Mr. Mom? Not so much.
I ran across this article on Yahoo! and I had to take a moment and check it out.
I began reading with a healthy sense of skepticism, not really knowing where the article would take me. The author is a self-proclaimed feminist Kelly Wickham and describes herself like this:
“All that is to say that I am a product of my upbringing and that all these things are great influences into the woman I am today.
What woman is that? you may ask. Let me tell you. It’s a woman who singlehandedly raised a daughter on her own and who has worked since age 14 when she had to secure a worker’s permit to do so. It’s a woman who has been the primary breadwinner for the bulk of her career. It’s a woman who, while in a committed and non-marital relationship, is the sole owner of the house in which her family lives.” (emphasis mine)
Ms. Wickham continues the article by relaying a story about watching an episode of the ABC prime time program 20/20. Ms. Wickham goes on to say:
“All that is to also say that I feel like in the 40+ years I’ve been on this planet that I like to think we’ve come a long way regarding parenting gender roles and that men are as competent as women in household chores, cooking for a family, and raising children.

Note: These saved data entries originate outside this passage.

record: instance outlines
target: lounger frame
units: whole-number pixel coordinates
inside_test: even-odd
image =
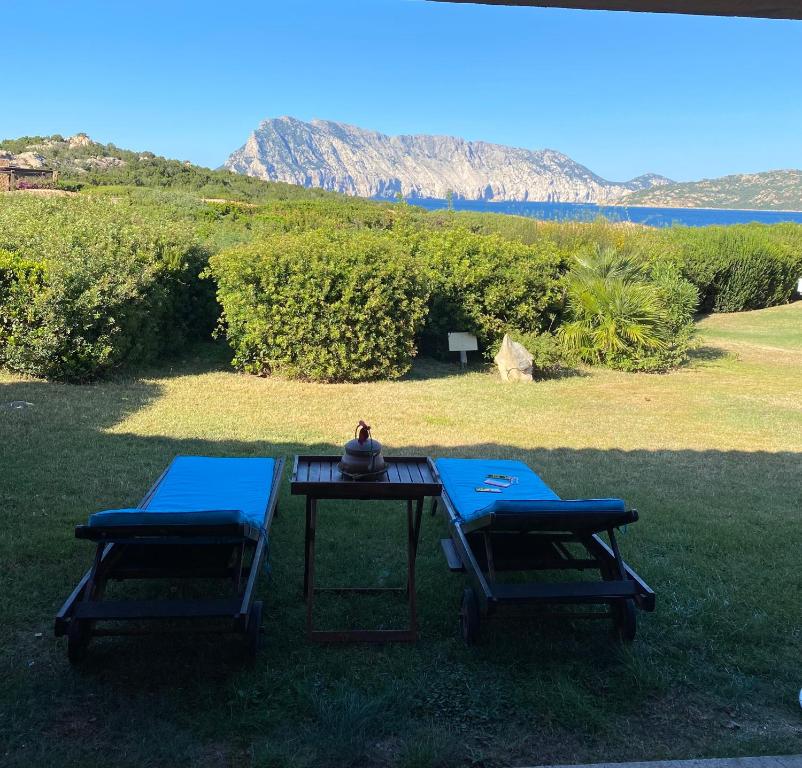
[[[145,494],[145,507],[167,476],[168,466]],[[75,536],[95,542],[92,567],[83,575],[55,619],[56,636],[67,635],[70,660],[81,660],[92,637],[164,631],[151,620],[202,620],[208,632],[247,635],[249,649],[259,645],[262,605],[254,590],[268,550],[268,532],[278,513],[284,460],[275,459],[264,524],[230,525],[78,525]],[[129,579],[228,579],[230,597],[195,599],[105,600],[109,581]],[[147,621],[147,626],[139,623]],[[125,622],[137,622],[126,626]],[[171,627],[199,631],[197,623]]]
[[[478,633],[479,616],[489,616],[500,608],[517,607],[537,611],[538,616],[569,619],[609,618],[616,634],[631,640],[635,634],[634,608],[653,611],[655,595],[643,579],[621,557],[615,527],[594,526],[591,518],[580,518],[580,525],[567,514],[564,520],[552,518],[538,528],[514,521],[494,521],[491,516],[466,523],[444,489],[432,507],[442,505],[450,539],[441,546],[449,568],[465,572],[472,589],[463,596],[461,622],[463,637],[473,642]],[[632,510],[625,519],[637,520]],[[606,532],[609,544],[601,533]],[[579,547],[573,545],[579,545]],[[577,554],[576,550],[582,552]],[[595,581],[500,581],[499,574],[511,571],[598,571]],[[478,614],[470,614],[475,596]],[[598,606],[602,610],[577,610],[576,606]],[[560,607],[562,606],[562,609]]]

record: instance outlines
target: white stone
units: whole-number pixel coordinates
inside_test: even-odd
[[[532,381],[532,359],[527,348],[506,333],[493,358],[502,381]]]
[[[70,149],[88,147],[90,144],[94,144],[94,142],[85,133],[76,133],[75,136],[70,136],[70,138],[67,139],[67,145]]]
[[[14,164],[21,168],[44,168],[47,165],[44,157],[36,152],[20,152],[14,159]]]

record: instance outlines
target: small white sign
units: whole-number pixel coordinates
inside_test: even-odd
[[[796,282],[796,292],[802,296],[802,277],[800,277]]]
[[[449,333],[448,351],[449,352],[476,352],[479,344],[476,336],[472,333]]]

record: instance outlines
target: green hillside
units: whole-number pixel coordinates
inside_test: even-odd
[[[161,187],[193,191],[202,197],[253,202],[337,197],[319,189],[262,181],[226,170],[211,170],[188,161],[160,157],[153,152],[120,149],[114,144],[92,141],[85,134],[68,139],[57,134],[5,139],[0,141],[0,155],[2,153],[14,157],[25,155],[21,164],[39,160],[56,169],[61,186],[68,189],[106,185]]]
[[[621,204],[802,211],[802,171],[768,171],[666,184],[627,195]]]

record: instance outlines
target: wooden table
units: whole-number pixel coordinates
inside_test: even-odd
[[[306,599],[306,633],[318,642],[414,642],[418,634],[415,607],[415,557],[418,551],[421,513],[427,496],[437,497],[442,491],[440,476],[431,459],[420,456],[386,458],[387,471],[375,480],[351,480],[337,469],[339,456],[296,456],[292,468],[290,490],[306,496],[306,546],[304,560],[304,597]],[[405,501],[407,508],[407,585],[406,587],[315,587],[315,531],[317,504],[320,499],[352,499],[355,501]],[[414,507],[414,509],[413,509]],[[377,521],[380,518],[375,518]],[[406,629],[352,629],[323,631],[313,624],[313,608],[317,592],[406,592],[409,603],[409,626]]]

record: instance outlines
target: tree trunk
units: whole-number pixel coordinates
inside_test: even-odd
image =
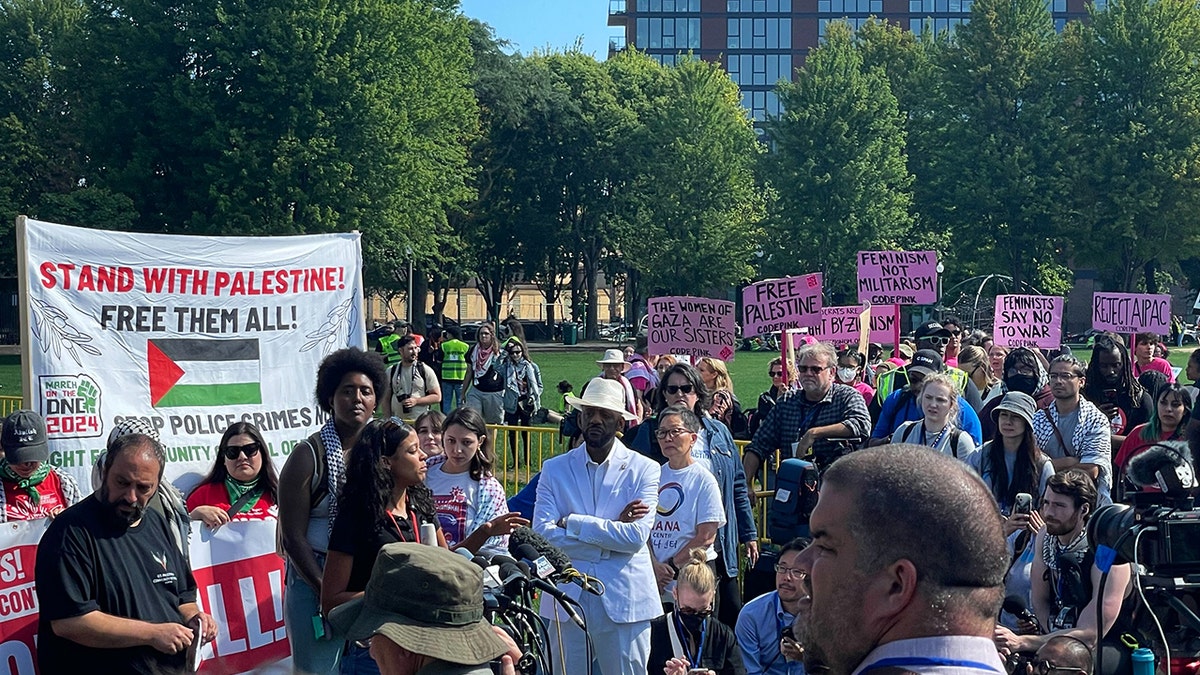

Except last night I wondered why everyone hasn’t also come that far.”
She then goes on to relate her astonishment and outrage when she watched a segment that aired entitled D is for Dad and Dumb. In this segment, the show’s resident expert (as described by Ms. Wickham), Dr. Jeff Gardere, made some comments regarding a father’s ability to care and nurture for children at home.
“…The interviewer set him up poorly by asking, “Is there something with the hardwiring of the male brain that makes us just slightly less capable in this arena?”
“I think you’re being very kind by saying slightly less capable. I think we’re a lot dumber in some of these things. Yes, of course, it’s the way that we’re hardwired, we’re much more rough and tumble, we’re not as nurturing.”
Now I don’t know Dr. Gardere. I know nothing about his thoughts on men, women and their respective roles in society. And to be honest, when I first read his statements, I too was a little put off. I’m a dad. I’m not dumb. There were many days when my son was growing up when it was just him and me because mom was at work or busy with other responsibilities. I was able to do what I needed to do to ensure that my child was taken care of. But after reading the entire article, I believe that Dr. Gardere made a stupid remark trying to express a true notion. Men and women are not the same when it comes to nurturing and taking care of children. In fact, men and women are not the same. Period.
But these statements were enough to send Ms. Wickham into a sarcastic, self-righteous, I’m-oh-so-progressive rant. Ms. Wickham was indignant. Not so much over the fact that men were being called dumb. No, I’m sure that calling a male a demeaning name would cause her no concern. Her problem was with the fact that internal, hard-wired differences between men and women were being pointed out and discussed. By having the audacity to say that women might be better nurturers of children and might do a better job at child rearing, Dr. Gardere committed the cardinal sin of saying that men and women are different. This doesn’t fly in Ms. Wickham’s world. To her, men and women are interchangeable. Differences are not to be cherished and celebrated. They are to be smothered, castigated and minimized. There are no differences that can’t be socialized out of the sexes.
Her rant goes on to include comments from friend and fellow feminist, Sarah Manley (oh, the irony) regarding Dr. Gardere:
“It seems negligent for a psychologist to label men as ‘rough and tumble,’ and ‘dumber.’ It diminishes all parents, not just fathers. It’s misogyny via the backdoor.”
Got that? Calling dads dumb is misogyny. Only in the fertile minds of a modern feminist can something like that actually make sense. It might be worth noting that Sarah Manley is the same woman who wrote an article called My Son is Gay in which she talked about how perfectly fine she was with having her 5 year old son go out during Halloween dressed as the character Daphne from the Scooby Doo cartoon. Click on the link to the article for a picture. (I was going to post it here but it just didn’t feel right doing that to a 5 year old kid.)
Ms. Wickham ended her eye-rolling pontification with a direct jab at Dr. Gardere:
“Because there’s no room for you, Dr. Gardere. Fathers are much smarter than you can even bother to credit them so you can stop pretending to believe this dominant fairy tale you’ve been pushing. Because once upon a time, people believed that crap. The happily ever after turned out far differently.”
Her and her feminist friends have it all figured out. Men and Women are equal in each and every way conceivable. Equal – as in the same. All we have to do is shape and mold society to conform to this egalitarian utopia and all will be right with the world. The sad thing is, her views are not only common, they are dominant in Western society. However, I take heart in the fact that those that believe otherwise are beginning to speak out and to push back against the progressive bullies that want to eliminate the differences that makes being a man or a woman special.